Be Successful in Forex Trading

You may be a novice to Forex market trading, but that doesn’t mean you can’t make a lot of money swapping currencies. It is risky, and it is just as simple to lose money as it is to make it, but if you keep a few basic rules you can end up coming out in the black even if you do lose some money at first. Here are a few sure-fire tips the pros use to turn a profit on the Forex market.

1 Choose the currency pairs that are right for you: Some currency pairs are volatile and move a lot even within one day. Some currency pairs are steady and make slow moves over longer time periods. Based on your risk parameters, decide which currency pairs are best suited to your trading strategy.

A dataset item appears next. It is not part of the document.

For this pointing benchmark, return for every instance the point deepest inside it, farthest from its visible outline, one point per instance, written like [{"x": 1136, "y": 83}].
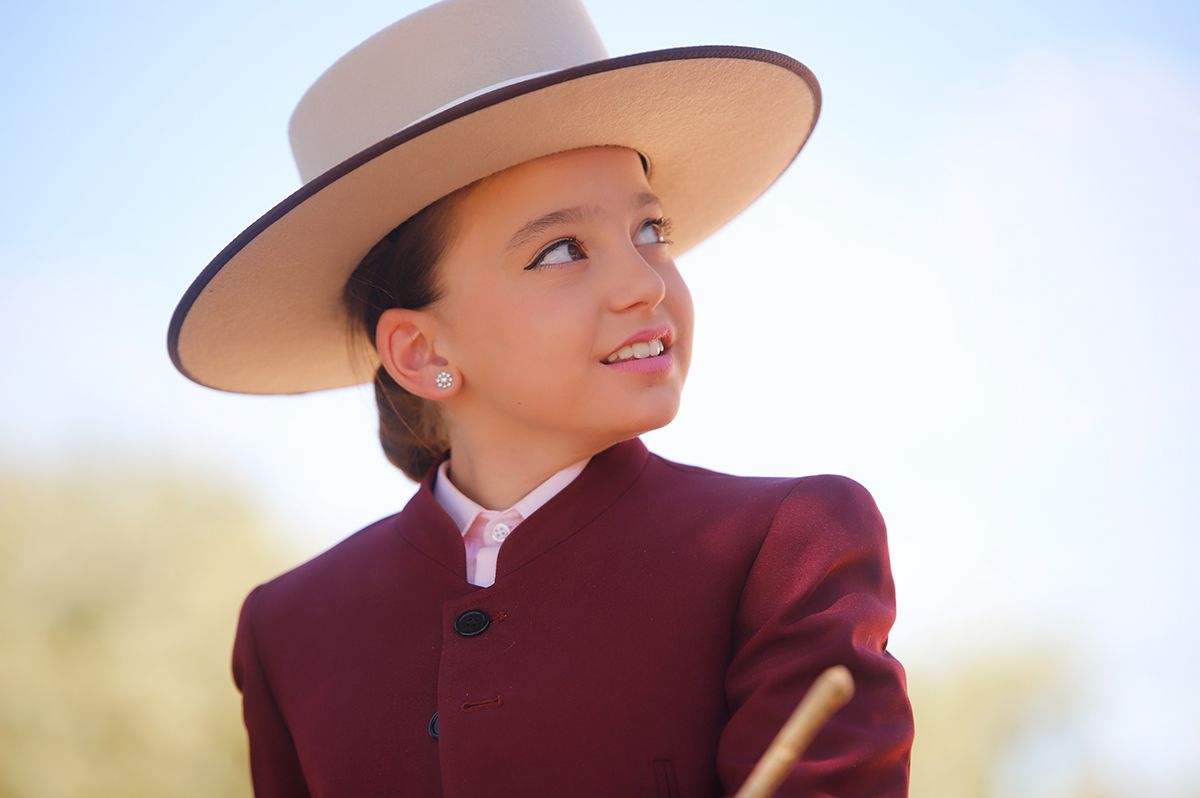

2 Decide how long you plan to stay in a position: Based on your currency pair selection, plan how long you want to hold your positions: minutes, hours, or days. Remember that depending on your account type, having open positions at 5 p.m. Eastern time may incur rollover charges.

3 Set your targets for the position: before you take a position you should establish your exit strategy. If the position is a winner, at what rate will you cash out? If the position is a loser, at what rate will you cut your losses? Then, place your stops and limits accordingly.

4 Use Forex Charts: they are an indispensable tool to improve trading returns. You can easily recoup the money spent on a charting package from a Forex website with a single well-placed trade based on the analysis from professional charts.

5 Follow Forex News: Trading news provides breaking information on economic reports and political events that influence the currency market. You can also access detailed market commentary and trading strategies from experienced Forex traders.

6 Keep a Forex Diary: Most traders fail because they make the same mistakes over and over. A diary can help by keeping track of what works for you and what doesn’t. Used consistently, a well-kept diary is your best friend. Always include the date and time you took the position; the rate at which you took the position; the reason you took the position; your strategy for the position; the date and time you exited the position; the rate at which you exited the position; your profit/loss on the position; and why you exited the position.

Please keep in mind that Forex trading involves a high risk of loss: Never risk any more money than you can reasonably afford to lose.